1. A multi-curve multi-section alignment structure for an orthokeratology lens, wherein the orthokeratology lens comprises a base curve formed on a central part of an inner surface thereof and configured to apply a positive pressure on a surface of a cornea of an eyeball by tears sandwiched between the lens and the cornea, a reverse curve outwardly formed outside the base curve, an alignment curve outwardly formed outside the reverse curve and configured to align on the cornea, and a peripheral curve outwardly formed outside the alignment curve, wherein the cornea comprises an alignment region in contact with the alignment curve, and the alignment region is divided into a plurality of sections, and the alignment curve comprises a plurality of alignment sections formed correspondingly in position to the plurality of sections and matching curvatures of the plurality of sections of the alignment region.

2. The multi-curve multi-section alignment structure according to claim 1, wherein the amount of the plurality of alignment sections of the alignment curve is even number.

3. The multi-curve multi-section alignment structure according to claim 1, wherein the inner surface of the lens is aspheric.

4. A method of producing an orthokeratology lens with a multi-curve multi-section alignment structure, comprising:

(A): using a corneal topography to measure a cornea of an eyeball, to obtain a plurality of keratometry measurement of the cornea;

(B): using an electronic device to perform calculation of curvature for the cornea of the eyeball, dividing an alignment region, which matches with the alignment curve of the lens to be produced, of the cornea into a plurality of sections, and calculating keratometry measurement of the plurality of sections of the cornea to obtain curvatures of the plurality of sections by a preset algorithm;

(C): using a lens manufacturing machine to produce the orthokeratology lens based on the curvatures of the plurality of sections, wherein the alignment curve of the lens comprises a plurality alignment sections matching the curvatures of the plurality of sections.

5. The method according to claim 4, wherein the electronic device in the step (B) is a desktop computer, a notebook computer, or an industrial computer.

6. The method according to claim 4; wherein the amount of the plurality of alignment sections of the alignment curve in the step (B) is even number.

7. The method according to claim 4, wherein the curvature of nasal alignment curve of the orthokeratology lens is lower than the temporal curvature of the alignment curve of the orthokeratology lens.

8. The method according to claim 4, wherein the step (B) comprises:

using the electronic device to divide the alignment region of the cornea into eight sections; and

during the dividing process, first, dividing the alignment region of the cornea into four sections based on X axis and Y axis, and then dividing each of the four sections by 45 degrees, so as to divide the alignment region into the eight sections, and use the eight sections to make the alignment curve of the lens form the eight sections, thereby improving lens-corneal alignment.

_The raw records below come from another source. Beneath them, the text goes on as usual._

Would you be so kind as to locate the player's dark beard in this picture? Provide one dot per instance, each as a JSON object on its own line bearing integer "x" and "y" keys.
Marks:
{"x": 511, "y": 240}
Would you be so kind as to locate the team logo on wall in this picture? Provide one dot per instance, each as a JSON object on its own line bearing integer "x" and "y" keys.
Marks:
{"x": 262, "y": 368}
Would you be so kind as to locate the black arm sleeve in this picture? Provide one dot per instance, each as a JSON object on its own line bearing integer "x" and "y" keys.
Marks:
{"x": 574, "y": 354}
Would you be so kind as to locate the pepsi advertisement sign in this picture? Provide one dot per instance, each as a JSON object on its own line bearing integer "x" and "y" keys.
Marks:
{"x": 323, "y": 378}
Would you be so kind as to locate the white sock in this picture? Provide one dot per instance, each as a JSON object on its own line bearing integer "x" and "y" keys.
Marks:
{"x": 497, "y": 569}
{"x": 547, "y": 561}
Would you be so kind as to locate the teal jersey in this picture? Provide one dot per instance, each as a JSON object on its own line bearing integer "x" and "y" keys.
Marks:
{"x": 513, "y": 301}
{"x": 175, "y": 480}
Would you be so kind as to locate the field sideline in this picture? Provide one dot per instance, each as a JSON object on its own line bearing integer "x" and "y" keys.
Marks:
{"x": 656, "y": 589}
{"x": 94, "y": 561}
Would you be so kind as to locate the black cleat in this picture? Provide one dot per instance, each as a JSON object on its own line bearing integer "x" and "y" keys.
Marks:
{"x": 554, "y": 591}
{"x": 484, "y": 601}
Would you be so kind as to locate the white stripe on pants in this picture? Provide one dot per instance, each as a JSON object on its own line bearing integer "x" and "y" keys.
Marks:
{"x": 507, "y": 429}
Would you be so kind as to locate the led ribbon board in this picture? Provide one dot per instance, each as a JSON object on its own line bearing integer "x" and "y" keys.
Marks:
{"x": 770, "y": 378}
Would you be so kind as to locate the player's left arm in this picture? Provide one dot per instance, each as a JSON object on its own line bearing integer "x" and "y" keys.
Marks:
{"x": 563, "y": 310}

9. The method according to claim 4, wherein in the step (B), the electronic device uses a central point of the cornea of the eyeball as an original point of a X and Y coordinate system, the preset algorithm is expressed as: z = c ⁢ r 2 1 + 1 - ( 1 + k ) ⁢ c 2 ⁢ r 2

wherein z indicates a distance from the original point in the Y direction, c indicates a curvature of the central point of the cornea, r indicates a distance from the original point in the X direction, k indicates an asphericity, and k=−e2, and e indicates eccentricity.

10. The method according to claim 4, wherein the lens production machine in the step (C) is an aspheric surface manufacturing machine used to produce the orthokeratology lens by an aspheric surface production manner.